Der „gestörter Garten Eden“, anders gesagt das aus dem Gleichgewicht geratene Verhältnis zwischen Mensch und Natur, wird in zahlreichen Arbeiten thematisiert. Die Blätter zur Natur I-III. enthalten gedruckten Pflanzenmotive, ergänzt mit poetischen Texten …. Die Naturbilder stehen symbolisch für gesellschaftliche und politische Phänomene. Begriffe wie Kräfte, Strömungen, Spannungen und Spaltungen beschreiben nicht nur natürlich-physische, sondern im übertragenen Sinne auch gesellschaftspolitische Prozesse.

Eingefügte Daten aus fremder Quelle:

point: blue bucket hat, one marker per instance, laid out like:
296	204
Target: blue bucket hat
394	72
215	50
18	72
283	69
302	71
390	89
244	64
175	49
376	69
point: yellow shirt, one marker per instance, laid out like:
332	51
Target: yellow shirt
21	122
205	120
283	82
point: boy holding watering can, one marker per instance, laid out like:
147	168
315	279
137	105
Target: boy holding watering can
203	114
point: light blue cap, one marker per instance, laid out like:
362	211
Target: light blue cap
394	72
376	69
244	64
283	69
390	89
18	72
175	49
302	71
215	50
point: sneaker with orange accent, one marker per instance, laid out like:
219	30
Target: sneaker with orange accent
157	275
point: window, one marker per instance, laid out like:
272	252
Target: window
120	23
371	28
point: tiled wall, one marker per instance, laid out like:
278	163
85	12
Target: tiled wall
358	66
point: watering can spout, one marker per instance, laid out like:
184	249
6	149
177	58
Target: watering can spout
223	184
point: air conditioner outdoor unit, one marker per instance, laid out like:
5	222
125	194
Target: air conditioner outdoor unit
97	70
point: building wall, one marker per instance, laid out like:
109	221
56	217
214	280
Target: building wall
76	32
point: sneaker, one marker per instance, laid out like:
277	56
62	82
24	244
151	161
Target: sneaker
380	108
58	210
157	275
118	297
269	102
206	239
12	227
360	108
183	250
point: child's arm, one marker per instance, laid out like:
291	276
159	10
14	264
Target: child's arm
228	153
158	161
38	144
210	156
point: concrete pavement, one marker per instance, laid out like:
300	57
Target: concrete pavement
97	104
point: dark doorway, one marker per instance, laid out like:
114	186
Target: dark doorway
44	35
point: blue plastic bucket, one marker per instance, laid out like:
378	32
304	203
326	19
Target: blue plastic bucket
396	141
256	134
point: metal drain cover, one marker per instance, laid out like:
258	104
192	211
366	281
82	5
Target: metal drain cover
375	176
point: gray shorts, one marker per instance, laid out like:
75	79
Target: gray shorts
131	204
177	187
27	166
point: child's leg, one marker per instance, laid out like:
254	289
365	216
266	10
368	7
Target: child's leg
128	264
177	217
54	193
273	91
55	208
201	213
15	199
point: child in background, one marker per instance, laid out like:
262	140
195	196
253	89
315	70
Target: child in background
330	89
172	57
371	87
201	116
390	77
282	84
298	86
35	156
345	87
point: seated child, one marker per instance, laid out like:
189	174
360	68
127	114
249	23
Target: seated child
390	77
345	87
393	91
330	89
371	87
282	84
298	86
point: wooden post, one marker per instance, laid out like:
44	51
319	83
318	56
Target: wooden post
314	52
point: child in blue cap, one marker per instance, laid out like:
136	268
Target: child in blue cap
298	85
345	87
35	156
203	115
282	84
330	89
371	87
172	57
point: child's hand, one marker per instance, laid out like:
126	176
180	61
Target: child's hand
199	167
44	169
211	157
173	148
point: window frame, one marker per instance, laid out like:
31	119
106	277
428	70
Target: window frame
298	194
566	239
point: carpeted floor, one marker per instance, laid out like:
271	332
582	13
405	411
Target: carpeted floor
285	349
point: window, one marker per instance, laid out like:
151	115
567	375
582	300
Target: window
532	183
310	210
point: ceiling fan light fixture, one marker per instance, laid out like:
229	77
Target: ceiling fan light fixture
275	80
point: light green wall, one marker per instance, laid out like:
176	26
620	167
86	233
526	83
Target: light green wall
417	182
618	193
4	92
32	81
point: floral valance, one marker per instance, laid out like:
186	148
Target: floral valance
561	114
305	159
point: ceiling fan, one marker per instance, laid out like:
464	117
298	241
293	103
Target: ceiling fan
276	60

Der französische Anthropologe Marc Augé nannte urbane Funktionsräume wie z. B. Bahnhöfe, Flughäfen oder Einkaufszentren „Nicht-Orte”, die überall gleich aussehen und denen die historische, kulturelle und visuelle Verbindung zur Stadtumgebung fehlt. Augé beschrieb, wie diese reibungslos funktionierenden, aber „kommunikativ verwahrlosten” Orte die Menschen entfremden. Die U-Bahn-Bilder (Holzschnitte, meist 100x70 cm) stellen Menschen in der U-Bahn (im Zug, auf der Rolltreppe, usw.) dar. Ein Bild der Serie (Hauptbahnhof, München), zeigt einen Mann auf der Rolltreppe. Dieses Förderband für Menschen ist eine perfekte Metapher für die Automatisierung und seelenlose Routinen. Die strengen geometrischen Formen der Komposition veranschaulichen die Eingeschlossenheit des Menschen in diesem System. Dasselbe Thema erscheint in der Unikat-Bücherreihe Transit. Das längliche Format der Leporellos, mit großen Arbeitsaufwand aus gedruckten, ausgeschnittenen und collagierten Seiten zusammengestellt, erinnert schon an sich an die Wagen eines Zuges. Die eingefügten kurzen Fragen – Where from? Where to? Why? - wecken das Bewusstsein für die großen Fragen des Lebens.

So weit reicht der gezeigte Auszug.